Pierwszy dzień pielgrzymki śladami św. Pawła – Apostoła narodów – przeżyłem z lekka szokująco. Zamieszkaliśmy w Stambule, niegdyś wielki Konstantynopol, stolica ówczesnego świata Wschodu i Zachodu – Bizancjum. Nazwa nadana przez Konstantyna Wielkiego, który wybrał je na swoją siedzibę w latach: 330 – 395.  Tam biło serce chrześcijaństwa, czego dowodem jest  dzisiaj kościół Hagia Sophia z VI w i jego cudne mozaiki. Kościół ten stał się wzorem i matką wielu innych świątyń. Ale w pewnym momencie historii chrześcijanie pokłócili się. Zabrakło pokory. Zwyciężyła pycha. I mamy dzisiaj miasto, w którym nie wolno wyznawać wiary chrześcijańskiej. Panuje w 99 % islam. Gdzie popatrzeć, tam smukłe minarety. I usłyszeć można wezwanie do modlitwy aż  5 razy w ciągu dnia. Państwo dba o to, aby wraz z budującymi się mieszkaniami, nie zabrakło w okolicy meczetu. Gdy kiedyś spojrzałem przez okno autokaru, zobaczyłem na wiejskim horyzoncie aż 8 meczetów – obok siebie. Tu zdjęcia

Fotka powyższa przedstawia obraz, który mnie zaszokował, gdy wszedłem do domu  i kaplicy sióstr w Stambule. Tu mieliśmy dzień skupienia. Puste Tabernakulum, zgaszona wieczna lampka… ale obok żywy kwiat, zapowiadający nadzieję! Pomyślałem – jak tu przeżyć dzień skupienia, gdy puste Tabernakulum? Nie byłem zwyczajny takich widoków! Dawno tu nie było księdza, a teraz aż 24 przyjechało. Odprawiliśmy Eucharystię i zostawiliśmy siostrom Jezusa w kawałku chleba. Odprawiliśmy w ciszy adorację przy śpiewie  muezina, który popłynął z niedalekiego meczetu.

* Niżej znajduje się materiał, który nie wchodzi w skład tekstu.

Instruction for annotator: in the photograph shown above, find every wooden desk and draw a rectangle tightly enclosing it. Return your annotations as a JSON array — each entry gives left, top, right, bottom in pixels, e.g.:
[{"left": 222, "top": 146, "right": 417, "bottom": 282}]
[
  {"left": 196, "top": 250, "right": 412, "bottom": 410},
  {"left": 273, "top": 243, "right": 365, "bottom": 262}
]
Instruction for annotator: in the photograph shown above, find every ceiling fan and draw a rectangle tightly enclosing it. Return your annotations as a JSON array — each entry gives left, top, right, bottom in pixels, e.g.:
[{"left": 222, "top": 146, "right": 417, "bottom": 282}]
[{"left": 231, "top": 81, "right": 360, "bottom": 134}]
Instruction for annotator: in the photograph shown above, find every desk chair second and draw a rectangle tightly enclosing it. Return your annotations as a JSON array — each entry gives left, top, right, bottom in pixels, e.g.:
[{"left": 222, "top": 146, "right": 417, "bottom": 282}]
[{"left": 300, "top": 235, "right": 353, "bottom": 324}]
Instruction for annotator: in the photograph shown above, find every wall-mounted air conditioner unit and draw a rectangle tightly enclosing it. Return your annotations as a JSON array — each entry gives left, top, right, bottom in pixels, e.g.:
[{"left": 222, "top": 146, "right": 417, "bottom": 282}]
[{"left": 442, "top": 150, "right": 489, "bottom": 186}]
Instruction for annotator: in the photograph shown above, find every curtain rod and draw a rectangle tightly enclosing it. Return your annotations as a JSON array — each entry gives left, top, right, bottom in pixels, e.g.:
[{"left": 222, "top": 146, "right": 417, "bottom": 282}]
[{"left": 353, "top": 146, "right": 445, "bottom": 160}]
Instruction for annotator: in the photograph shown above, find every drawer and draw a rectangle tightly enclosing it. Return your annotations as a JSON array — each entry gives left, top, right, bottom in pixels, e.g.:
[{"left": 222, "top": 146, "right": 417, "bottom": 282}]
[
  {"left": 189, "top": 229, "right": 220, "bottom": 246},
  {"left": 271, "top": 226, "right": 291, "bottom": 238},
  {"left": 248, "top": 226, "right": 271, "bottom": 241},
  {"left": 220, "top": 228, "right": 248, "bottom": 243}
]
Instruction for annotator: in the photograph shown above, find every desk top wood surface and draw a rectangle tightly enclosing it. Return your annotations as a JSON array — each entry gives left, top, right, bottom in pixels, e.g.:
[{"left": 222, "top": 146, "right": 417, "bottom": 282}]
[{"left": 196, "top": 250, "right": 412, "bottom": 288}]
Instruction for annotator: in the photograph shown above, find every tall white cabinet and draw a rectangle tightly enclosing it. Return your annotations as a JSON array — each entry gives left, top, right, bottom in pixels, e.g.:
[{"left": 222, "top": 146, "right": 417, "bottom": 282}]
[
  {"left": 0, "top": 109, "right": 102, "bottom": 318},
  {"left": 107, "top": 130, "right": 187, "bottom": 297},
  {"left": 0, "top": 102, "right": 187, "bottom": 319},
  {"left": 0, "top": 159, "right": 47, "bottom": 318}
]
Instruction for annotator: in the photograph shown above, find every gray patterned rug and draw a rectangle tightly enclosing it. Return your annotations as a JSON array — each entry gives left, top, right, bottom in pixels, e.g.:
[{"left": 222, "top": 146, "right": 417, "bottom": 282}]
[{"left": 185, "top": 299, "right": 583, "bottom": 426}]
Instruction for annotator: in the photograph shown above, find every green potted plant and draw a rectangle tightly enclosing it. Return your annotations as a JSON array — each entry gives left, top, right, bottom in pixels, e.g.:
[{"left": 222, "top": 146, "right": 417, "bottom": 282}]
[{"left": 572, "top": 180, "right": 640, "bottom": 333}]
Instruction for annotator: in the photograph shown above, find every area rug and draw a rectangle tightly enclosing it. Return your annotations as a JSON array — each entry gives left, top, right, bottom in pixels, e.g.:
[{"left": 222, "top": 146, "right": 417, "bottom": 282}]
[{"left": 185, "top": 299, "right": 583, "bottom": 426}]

W tym roku w duszpasterstwie tematem przewodnim jest hasło: „Kościół naszym domem”. Dom jest tam, gdzie ktoś na nas czeka. Gdy wyjadę i mam dokąd wrócić, to jest tam dom! Tak jest i z Kościołem. W Kościele czeka na mnie Ojciec ze Stołem Słowa i Eucharystii. Z przebaczeniem. Czeka też każdy proboszcz z sakramentami, które są drogą do zbawienia. I martwi się, gdy kogoś zabraknie na Eucharystii. Skutkiem grzechu jest odejście z domu – ucieczka z Kościoła. Wystarczy przypomnieć przypowieść o Synu Marnotrawnym z Łk 15, który uciekł z domu ojca. Czy dzisiaj nie jest podobnie? Są tacy, którzy uciekają z Kościoła – Domu, bo zgrzeszyli. I będą wszystko robić, aby poniżyć, opluć, zniszczyć swój Dom – Kościół. Dla usprawiedliwienia swego odejścia…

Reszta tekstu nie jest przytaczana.